Les histoires d’addiction aux jeux vidéo ne sont pas nouvelles, mais rares sont celles qui se terminent devant un tribunal, et encore moins en faveur du joueur. Dans un monde où les MMORPG ont façonné des générations entières de passionnés, certains y ont laissé bien plus que des heures de jeu.
C’est précisément ce qui est arrivé à Craig Smallwood, un joueur originaire d’Hawaï, dont la relation obsessionnelle avec Lineage II s’est soldée par un procès inédit contre son éditeur, NCSoft.
Un joueur piégé par l'addiction à Linéage II
Les MMORPG ont toujours exercé un pouvoir d’attraction singulier.
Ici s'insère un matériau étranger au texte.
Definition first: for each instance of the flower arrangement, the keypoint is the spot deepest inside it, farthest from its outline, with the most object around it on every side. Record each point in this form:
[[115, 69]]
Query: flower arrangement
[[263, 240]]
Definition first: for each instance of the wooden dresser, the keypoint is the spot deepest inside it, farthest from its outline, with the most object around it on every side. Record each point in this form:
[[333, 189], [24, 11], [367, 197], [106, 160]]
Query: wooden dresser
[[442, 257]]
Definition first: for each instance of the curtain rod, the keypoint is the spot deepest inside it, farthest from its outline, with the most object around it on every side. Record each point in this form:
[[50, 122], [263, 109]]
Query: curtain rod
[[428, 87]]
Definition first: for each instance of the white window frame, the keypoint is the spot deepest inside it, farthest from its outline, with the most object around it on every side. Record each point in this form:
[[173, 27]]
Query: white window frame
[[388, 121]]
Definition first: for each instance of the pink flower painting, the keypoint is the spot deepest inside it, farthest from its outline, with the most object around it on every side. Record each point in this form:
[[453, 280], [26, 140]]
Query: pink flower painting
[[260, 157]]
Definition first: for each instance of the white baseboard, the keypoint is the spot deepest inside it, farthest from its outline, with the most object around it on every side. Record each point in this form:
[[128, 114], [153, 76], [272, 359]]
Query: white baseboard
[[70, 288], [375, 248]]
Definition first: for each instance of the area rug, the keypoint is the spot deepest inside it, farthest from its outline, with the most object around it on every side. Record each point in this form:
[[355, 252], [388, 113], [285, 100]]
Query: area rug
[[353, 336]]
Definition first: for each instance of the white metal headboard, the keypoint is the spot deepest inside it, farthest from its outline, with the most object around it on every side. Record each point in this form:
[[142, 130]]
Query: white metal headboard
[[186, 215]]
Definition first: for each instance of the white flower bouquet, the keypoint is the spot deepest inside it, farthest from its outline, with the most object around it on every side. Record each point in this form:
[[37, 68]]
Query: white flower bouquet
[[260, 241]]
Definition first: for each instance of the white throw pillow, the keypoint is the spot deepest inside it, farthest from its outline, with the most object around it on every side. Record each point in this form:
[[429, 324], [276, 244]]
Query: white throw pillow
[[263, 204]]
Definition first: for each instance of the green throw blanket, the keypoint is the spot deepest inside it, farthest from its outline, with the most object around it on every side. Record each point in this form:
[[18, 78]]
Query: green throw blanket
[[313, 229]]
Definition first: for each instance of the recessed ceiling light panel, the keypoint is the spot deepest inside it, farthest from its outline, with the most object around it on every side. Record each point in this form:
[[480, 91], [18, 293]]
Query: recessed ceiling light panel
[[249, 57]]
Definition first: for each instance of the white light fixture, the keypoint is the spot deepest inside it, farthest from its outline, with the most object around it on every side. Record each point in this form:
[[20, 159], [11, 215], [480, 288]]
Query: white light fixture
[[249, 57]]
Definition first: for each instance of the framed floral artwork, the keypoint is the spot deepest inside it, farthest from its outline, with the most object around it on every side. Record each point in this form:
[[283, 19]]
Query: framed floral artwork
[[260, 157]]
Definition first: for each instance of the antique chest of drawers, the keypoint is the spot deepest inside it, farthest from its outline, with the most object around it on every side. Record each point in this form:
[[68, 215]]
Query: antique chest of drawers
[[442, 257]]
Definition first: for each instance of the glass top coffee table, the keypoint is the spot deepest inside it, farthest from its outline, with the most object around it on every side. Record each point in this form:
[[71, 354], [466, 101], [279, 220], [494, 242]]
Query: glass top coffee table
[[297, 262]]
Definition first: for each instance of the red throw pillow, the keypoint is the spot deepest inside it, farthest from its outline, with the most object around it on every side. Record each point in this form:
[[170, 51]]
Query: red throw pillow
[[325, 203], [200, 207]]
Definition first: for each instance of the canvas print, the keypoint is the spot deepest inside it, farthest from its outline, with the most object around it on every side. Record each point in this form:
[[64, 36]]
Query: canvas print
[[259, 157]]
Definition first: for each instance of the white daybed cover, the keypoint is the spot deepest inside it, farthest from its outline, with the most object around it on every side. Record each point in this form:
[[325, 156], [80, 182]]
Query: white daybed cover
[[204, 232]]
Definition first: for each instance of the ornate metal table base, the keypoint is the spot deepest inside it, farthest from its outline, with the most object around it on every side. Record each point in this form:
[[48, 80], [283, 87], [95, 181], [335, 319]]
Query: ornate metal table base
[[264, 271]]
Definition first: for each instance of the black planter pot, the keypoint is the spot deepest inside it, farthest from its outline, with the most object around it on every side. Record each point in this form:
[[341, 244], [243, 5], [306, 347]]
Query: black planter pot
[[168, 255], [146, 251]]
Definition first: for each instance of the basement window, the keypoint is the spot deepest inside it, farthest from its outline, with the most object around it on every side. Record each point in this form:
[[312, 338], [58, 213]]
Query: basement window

Dans les années 2000, ils représentaient la quintessence du jeu vidéo communautaire : mondes ouverts persistants, avatars personnalisés et progression infinie. Parmi eux, Lineage II, développé par NCSoft, figurait parmi les plus chronophages. C’est dans cet univers médiéval-fantastique que Craig Smallwood, un joueur originaire d’Hawaï, a passé plus de 20 000 heures, soit environ 833 jours cumulés.
Au fil des années, cette immersion totale a fini par déborder sur la vie réelle de Craig Smallwood : troubles émotionnels, isolement social et dépression sévère. Hospitalisé à plusieurs reprises, il a estimé que l’éditeur portait une part de responsabilité en ne prévenant pas suffisamment les joueurs des risques d’addiction liés à son jeu.
En 2010, l’affaire est portée devant le tribunal fédéral de Honolulu. Le juge Alan C. Kay reconnaît alors la recevabilité de la plainte, une décision exceptionnelle dans un domaine où les clauses d’utilisation protègent habituellement les entreprises.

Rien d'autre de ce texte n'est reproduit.